Mu Cang Chai is a name reminding me of remote and solitary land. Literally, Mu is locally pronounced from Mo, which mean the woods, Cang is locally pronounced from Căng, which mean dry and Chai is Land. So, Mu Cang Chai is Dry Land of Woods. Mu Cang Chai is about 2000km² large, located at the foot of marvelous Hoang Lien Son mountain range and roughly 95% H’mong live there. The specialities of Mu Cang Chai are 2.500ha rice terrace fields in La Pan Tan, Che Cu Nha and De Xu Phinh. These are accomplishments of the local, have been recognized as national landscapes by the Ministry of Culture, Sports and Tourism. The road to Mu Cang Chai has been much better than before and there are many hostels and hotel to choose or simply you can overnight at stilt houses to get the real local touch. There are many ways from Hanoi to Mu Cang Chai, but the popular one is along highway no. 32, pass through Khau Phạ Pass, which is one of four imposing passes in the northwest of Vietnam. The length of the drive is about 7 hours.

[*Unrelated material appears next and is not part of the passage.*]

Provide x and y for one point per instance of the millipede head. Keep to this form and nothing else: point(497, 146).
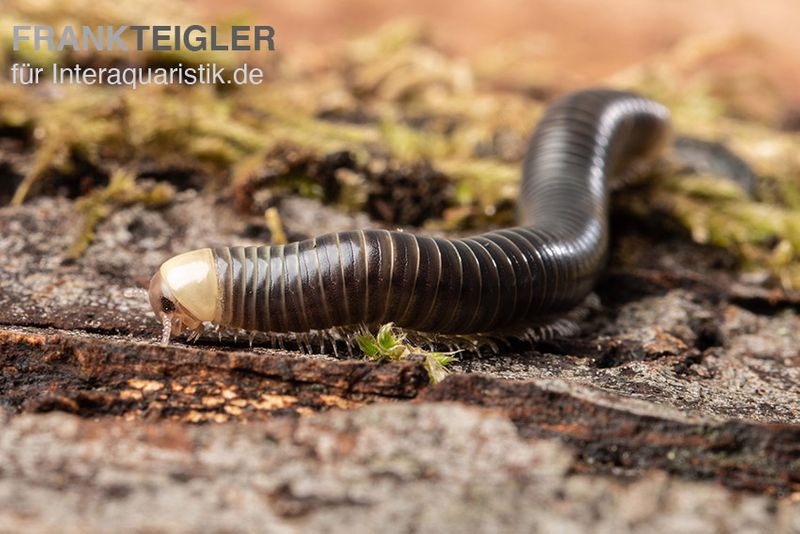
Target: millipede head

Besides, you can go through the highway Noi Bai – Lao Cao, get to Sapa and pass through O Quy Ho Pass, and then Mu Cang Chai. Such a good combination to gaze at scenery in astonishment! In Mu Cang Chai, let’s hire a motorbike to move or if you’re afraid of driving, there are many Xe-Om (motor-taxi) just waiting to lead you through picturesque landscape.
Khau Pha Pass
Mu Cang Chai is not beautiful for a specific village, but the way lead you there is amazing. You will feel so small amidst impressive scenery. You will find that kind of peaceful feeling, which is way too hard to find in the bustle of metropolis. And that kind of peace you can find in every children faces you meet on the way. They are curious with urban people having pretty dresses, driving a long way just to see the terraces, where their parents work daily and certainly their parents are not happy seeing terraces like urban ones. That kind of peace you can find while seeing an old but very strong grandma, who is carrying a huge basket of rice on her back and still smile with young tourists. It is the same smile of every grandmother in the world looking at her delighted grandchildren. You can burst into laughter while catching a wife dragging her drunken husband to home. Apparently, everyone in mountainous town is enjoying heart and soul weekend, no working, no doing farm, just drinking and having fun. Or just a big party because they are proud of their achievements – the rice terraces attract a lot of visitors, both national and international.
Kids are waiting for tourists coming back to wave bye bye
Most of tourists come to Mu Cang Chai before harvest time, usually 2 last weeks of September and waterfall season in the end of May. If you come on harvest time, the spectacular landscape of northern mountains will take your breath with a romantic view of yellow rice fields. On waterfall season, Mu Cang Chai becomes mysterious with rice terraces like giant mirrors.
HowevermMu Cang Chai has its own beauty on different seasons because of the honesty and friendliness of the local inhabitants. You might not see yellow rice terraces, you might not see huge mirror of rice fields if you do not come at the right time but you will always be welcomed by warm-hearted people there.
So don’t hesitate to cometo Mu Cang Chai to get a real local touch, to smell the fragrant of rice fields and do not forget to buy some young rice or sticky rice in Tu Le back home – the specialities there.